US 12,265,594 B2
Data processing methods and systems for simulating changes to categorical features
András Németh, Budapest (HU); Dániel Darabos, Budapest (HU); Péter Erben, Budapest (HU); and Dávid Herskovics, Budapest (HU)
Assigned to Lynx Analytics Pte. Ltd., Singapore (SG)
Filed by Lynx Analytics Pte. Ltd., Singapore (SG)
Filed on May 2, 2022, as Appl. No. 17/734,194.
Claims priority of application No. 10202105059R (SG), filed on May 14, 2021.
Prior Publication US 2022/0374654 A1, Nov. 24, 2022
Int. Cl. G06F 18/214 (2023.01); G06T 7/10 (2017.01); G16H 50/20 (2018.01)
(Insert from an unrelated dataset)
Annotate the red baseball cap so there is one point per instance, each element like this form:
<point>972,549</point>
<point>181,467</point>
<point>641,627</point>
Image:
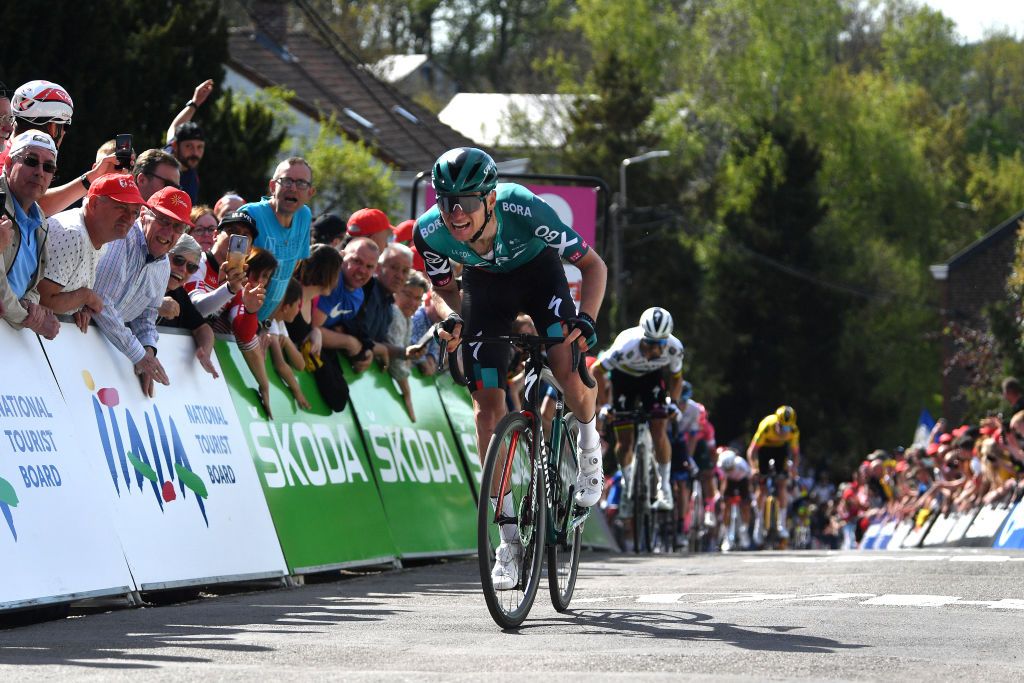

CPC G06F 18/214 (2023.01) [G06T 7/10 (2017.01); G16H 50/20 (2018.01); G06T 2207/20081 (2013.01)] 27 Claims
OG exemplary drawing
 
1. A data processing method of simulating changes to categorical features of a subject, the method comprising:
receiving a current categorical feature set for the subject, the current categorical feature set for the subject comprising a plurality of categorical features for the subject, each categorical feature indicating a category from a plurality of possible categories into which the subject falls,
inputting categorical features from the current categorical feature set for the subject into a set of trained machine learning models, each trained machine learning model of the set of trained machine learning model being configured to predict a respective outcome value for the subject from one or more of the categorical features for the subject, and thereby generating a set of current predicted outcome values for the subject;
generating a plurality of simulated categorical features sets for the subject by varying respective categorical features for the subject;
inputting categorical features from the simulated categorical feature sets for the subject into the set of trained machine learning models, and thereby generating a plurality of simulated sets of predicted outcome values for the subject; and
storing a predicted outcome dataset for the subject, the predicted outcome dataset comprising the set of current predicted outcome values for the subject and the plurality of simulated sets of predicted outcome values for the subject.